A recent article by Robinson Meyer in The Atlantic continues the drumbeat of opposition by the scientific establishment to the EPA’s proposed rule Strengthening Transparency in Regulatory Science. (The NAS has provided a public comment in favor of that rule.) Meyer quotes various scientists as saying that forbidding the use of un-transparent data will cripple public health regulation. In making this argument, both Meyer and the scientists he quote fail to mention several previous points of contention. Readers interested in this issue should find these points worth reviewing.
Meyer does not mention the possibility of de-identifying previous research, rendering it anonymous, and thus preserving the anonymity of participants. There is legitimate debate as to how much such research would cost: the EPA claims that it would cost more than $250 million a year—although this may be an inflated estimate, provided to deter would-be reformers. There is also the question of how effective de-anonymizing techniques can be, in an age of massive computational power.
Americans should debate the cost of anonymization, its priority within EPA spending, and how best to de-anonymize data. The NAS favors a substantial shift of resources by the EPA to anonymize data, using the best available techniques, sufficient in scale to allow for the de-identification within 10 years of the majority of research used by the EPA to inform its regulations. We urge the scientific establishment to join us in this call, which will provide the EPA properly reproducible scientific data.
Meyer also does not mention the possibility that scientists can use publicly accessible data to study public health issues—as some have already begun to do.
“This is a very highly contentious political climate, and we are taking the extra step to be as transparent as we can be,” says biostatistician Francesca Dominici of the Harvard T. H. Chan School of Public Health in Boston, who led the studies. In one, published in The New England Journal of Medicine in June 2017, she and her colleagues used publicly accessible air pollution data and records compiled by the federal government’s Medicare health insurance program to show that even modest pollution reductions could save more than 10,000 lives per year. In another, published in JAMA last December, they linked short-term exposure to air pollution levels below current limits to premature death among the elderly.

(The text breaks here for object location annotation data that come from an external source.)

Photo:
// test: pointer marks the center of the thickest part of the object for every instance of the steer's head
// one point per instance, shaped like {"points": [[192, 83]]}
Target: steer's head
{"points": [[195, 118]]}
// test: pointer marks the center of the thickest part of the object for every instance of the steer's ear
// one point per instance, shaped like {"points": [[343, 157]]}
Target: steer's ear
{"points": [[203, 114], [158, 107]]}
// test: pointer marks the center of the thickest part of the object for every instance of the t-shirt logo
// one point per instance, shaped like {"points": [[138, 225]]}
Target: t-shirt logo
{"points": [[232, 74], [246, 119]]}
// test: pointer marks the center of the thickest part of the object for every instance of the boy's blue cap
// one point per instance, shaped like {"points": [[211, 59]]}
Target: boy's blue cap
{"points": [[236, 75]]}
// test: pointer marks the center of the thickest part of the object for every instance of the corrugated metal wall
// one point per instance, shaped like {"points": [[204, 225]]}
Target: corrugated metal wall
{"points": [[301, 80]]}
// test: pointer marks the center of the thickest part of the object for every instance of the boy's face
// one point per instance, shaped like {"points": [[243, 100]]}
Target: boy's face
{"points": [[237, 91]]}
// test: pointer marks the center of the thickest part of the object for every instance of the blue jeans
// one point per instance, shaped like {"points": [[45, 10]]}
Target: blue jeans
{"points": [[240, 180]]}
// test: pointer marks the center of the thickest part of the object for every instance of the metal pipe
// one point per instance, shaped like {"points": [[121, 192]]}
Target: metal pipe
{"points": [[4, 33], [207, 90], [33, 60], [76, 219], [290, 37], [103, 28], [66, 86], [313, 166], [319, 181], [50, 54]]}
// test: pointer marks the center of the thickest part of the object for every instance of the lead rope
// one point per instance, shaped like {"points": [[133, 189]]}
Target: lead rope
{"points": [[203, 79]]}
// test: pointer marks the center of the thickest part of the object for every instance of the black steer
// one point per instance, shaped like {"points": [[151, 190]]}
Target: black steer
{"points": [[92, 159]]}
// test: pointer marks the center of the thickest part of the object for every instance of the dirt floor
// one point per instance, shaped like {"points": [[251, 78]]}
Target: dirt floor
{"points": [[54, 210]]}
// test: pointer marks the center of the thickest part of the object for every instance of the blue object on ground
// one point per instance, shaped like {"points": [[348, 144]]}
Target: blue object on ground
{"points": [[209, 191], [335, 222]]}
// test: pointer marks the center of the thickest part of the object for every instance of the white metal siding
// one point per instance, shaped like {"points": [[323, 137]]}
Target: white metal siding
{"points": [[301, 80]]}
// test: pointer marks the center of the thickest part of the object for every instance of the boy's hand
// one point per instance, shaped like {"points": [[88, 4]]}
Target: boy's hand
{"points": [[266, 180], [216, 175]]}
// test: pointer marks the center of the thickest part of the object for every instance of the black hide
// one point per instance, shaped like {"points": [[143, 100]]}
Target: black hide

Stricter transparency regulations may annoy scientists, and add marginally greater costs to their procedure—but the contention that science will be crippled depends on the presumption that scientific ingenuity cannot find workable ways to meet strict transparency standards. Dominici’s research already provides evidence that this presumption is incorrect.
The NAS urges the scientific establishment to take account of these issues and developments as it critiques the EPA’s proposed rule. And we repeat our recommendation to the EPA that it adopt strict transparency regulations—with redoubled confidence that American scientists can produce solid research that meets these regulatory standards.